Mais, si l’on est convenu de reprocher à la doctrine hindoue de mépriser l’action, c’est surtout, d’une façon générale, au sujet du Taoïsme qu’on éprouve le besoin de parler plus expressément encore de « quiétisme », et cela à cause du rôle qu’y joue le « non-agir » (wou-wei), dont les orientalistes ne comprennent nullement la véritable signification, et que certains d’entre eux font synonyme d’« inactivité », de « passivité » et même d’« inertie » (c’est d’ailleurs parce que le principe actif de la manifestation est « non-agissant » qu’ils le prétendent « passif » comme nous le disions plus haut). Il en est pourtant quelques-uns qui se sont rendu compte qu’il y a là une erreur ; mais, ne comprenant pas davantage au fond ce dont il s’agit, et confondant également action et activité, ils se refusent alors à traduire wou-wei par « non-agir », et ils remplacent ce terme par des périphrases plus ou moins vagues et insignifiantes, qui amoindrissent la portée de la doctrine et ne laissent plus rien apercevoir de son sens profond et spécifiquement initiatique. En réalité, la traduction par « non-agir » est la seule acceptable, mais, à cause de l’incompréhension ordinaire, il convient d’expliquer comment on doit l’entendre : non seulement ce « non-agir » n’est point l’inactivité, mais, suivant ce que nous avons indiqué précédemment, il est au contraire la suprême activité, et cela parce qu’il est aussi loin que possible du domaine de l’action extérieure, et complètement affranchi de toutes les limitations qui sont imposées à celle-ci par sa propre nature ; si le « non-agir » n’était, par définition même, au delà de toutes les oppositions, on pourrait donc dire qu’il est en quelque sorte l’extrême opposé du but que le quiétisme assigne au développement de la spiritualité.

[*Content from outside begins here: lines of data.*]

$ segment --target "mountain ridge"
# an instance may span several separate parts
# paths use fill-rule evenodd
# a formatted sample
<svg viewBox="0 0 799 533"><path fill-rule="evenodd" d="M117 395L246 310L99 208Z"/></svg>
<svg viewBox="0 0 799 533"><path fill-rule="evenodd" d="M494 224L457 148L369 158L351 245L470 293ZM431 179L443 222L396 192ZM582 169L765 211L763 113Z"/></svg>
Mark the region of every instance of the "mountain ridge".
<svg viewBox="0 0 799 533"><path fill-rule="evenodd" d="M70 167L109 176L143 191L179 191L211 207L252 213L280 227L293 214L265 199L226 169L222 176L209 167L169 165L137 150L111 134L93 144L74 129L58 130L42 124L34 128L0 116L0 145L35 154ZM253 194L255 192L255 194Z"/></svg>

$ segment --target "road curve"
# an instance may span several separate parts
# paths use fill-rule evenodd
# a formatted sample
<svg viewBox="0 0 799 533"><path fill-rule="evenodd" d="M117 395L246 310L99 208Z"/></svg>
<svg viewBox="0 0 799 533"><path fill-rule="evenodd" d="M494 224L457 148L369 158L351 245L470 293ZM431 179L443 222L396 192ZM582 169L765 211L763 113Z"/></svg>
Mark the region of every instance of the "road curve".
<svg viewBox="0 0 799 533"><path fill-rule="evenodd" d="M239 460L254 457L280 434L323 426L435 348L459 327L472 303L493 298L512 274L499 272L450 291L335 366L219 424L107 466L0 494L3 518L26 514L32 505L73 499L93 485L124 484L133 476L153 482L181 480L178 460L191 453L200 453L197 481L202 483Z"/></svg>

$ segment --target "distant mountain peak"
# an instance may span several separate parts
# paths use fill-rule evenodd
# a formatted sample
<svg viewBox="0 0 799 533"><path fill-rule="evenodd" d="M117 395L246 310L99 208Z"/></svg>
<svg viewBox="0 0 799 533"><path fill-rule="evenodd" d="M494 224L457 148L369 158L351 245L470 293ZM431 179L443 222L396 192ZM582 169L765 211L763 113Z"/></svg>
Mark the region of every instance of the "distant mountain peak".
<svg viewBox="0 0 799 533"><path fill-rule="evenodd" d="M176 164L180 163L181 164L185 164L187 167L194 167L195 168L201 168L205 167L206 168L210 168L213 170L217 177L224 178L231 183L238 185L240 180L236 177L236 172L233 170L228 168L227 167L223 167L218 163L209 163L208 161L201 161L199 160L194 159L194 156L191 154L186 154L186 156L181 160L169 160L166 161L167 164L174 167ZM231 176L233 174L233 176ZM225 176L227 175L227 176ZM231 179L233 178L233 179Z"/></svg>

Il va de soi que le « non-agir », ou ce qui lui équivaut dans la partie initiatique des autres traditions, implique, pour celui qui y est parvenu, un parfait détachement à l’égard de l’action extérieure, comme d’ailleurs de toutes les autres choses contingentes, et cela parce qu’un tel être se situe au centre même de la « roue cosmique », tandis que ces choses n’appartiennent qu’à sa circonférence ; si le quiétisme professe de son côté une indifférence qui paraît ressembler à quelques égards à ce détachement, c’est assurément pour de tout autres raisons. De même que des phénomènes similaires peuvent être dus à des causes fort diverses, des façons d’agir (ou, dans certains cas, de s’abstenir d’agir) qui sont extérieurement les mêmes peuvent procéder des intentions les plus différentes ; mais naturellement, pour ceux qui s’en tiennent aux apparences, il peut résulter de là bien des fausses assimilations. Il y a effectivement sous ce rapport certains faits, étranges aux yeux des profanes, qui pourraient être invoqués par eux à l’appui du rapprochement erroné qu’ils veulent établir entre le quiétisme et des traditions d’ordre initiatique ; mais ceci soulève quelques questions qui sont assez intéressantes en elles-mêmes pour mériter que nous leur consacrions spécialement un prochain article.